The 4C Mortality Score was derived from a prospective observational cohort study based upon positively tested COVID-19 patients admitted to 260 hospitals in England, Scotland and Wales. The score includes eight variables consisting of age, sex, number of comorbidities, respiratory rate, peripheral oxygen saturation, Glasgow coma scale score, urea level, and C-reactive protein. The score, ranging from 0-21, predicts in-hospital mortality from low risk to very high risk. The score, when compared against existing scores for CAP and COVID-19, performed better in predicting in-hospital mortality in the validation cohort.

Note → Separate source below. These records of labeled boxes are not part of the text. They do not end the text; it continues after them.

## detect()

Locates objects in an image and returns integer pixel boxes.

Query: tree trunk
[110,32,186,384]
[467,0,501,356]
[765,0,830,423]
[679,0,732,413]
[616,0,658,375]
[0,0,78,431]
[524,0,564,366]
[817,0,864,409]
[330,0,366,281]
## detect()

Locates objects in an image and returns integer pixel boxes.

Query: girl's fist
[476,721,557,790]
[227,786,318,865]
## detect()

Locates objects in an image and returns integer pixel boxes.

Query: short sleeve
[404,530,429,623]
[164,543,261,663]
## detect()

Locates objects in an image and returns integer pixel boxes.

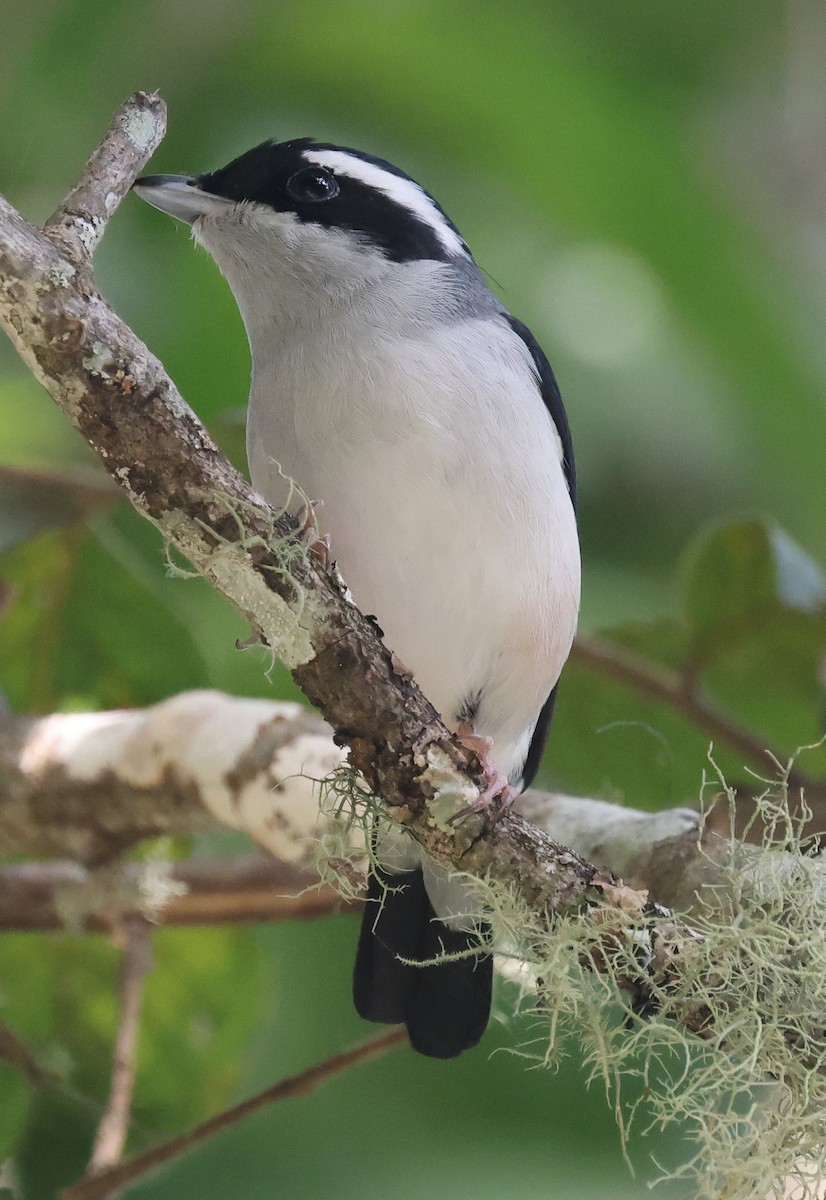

Although the score performed well in the internal validation of the study, it requires external validation. The score is limited to determining in-patient hospital mortality and is not designed to be applicable to the outpatient setting. Overall generalizability of the score needs to be further investigated as it was derived and validated in a primarily homogeneous ethnic and age cohort.
Eight specific predictors of mortality are required, not all of which may be available in all settings at once (eg, C-reactive protein).
The median age of patients in the study was 73 years, 82% were Caucasian, with an overall mortality rate of 32.2% in the group. All patients were from England, Scotland and Wales.
Be careful, this scale has not been externally validated at this time. Use with care!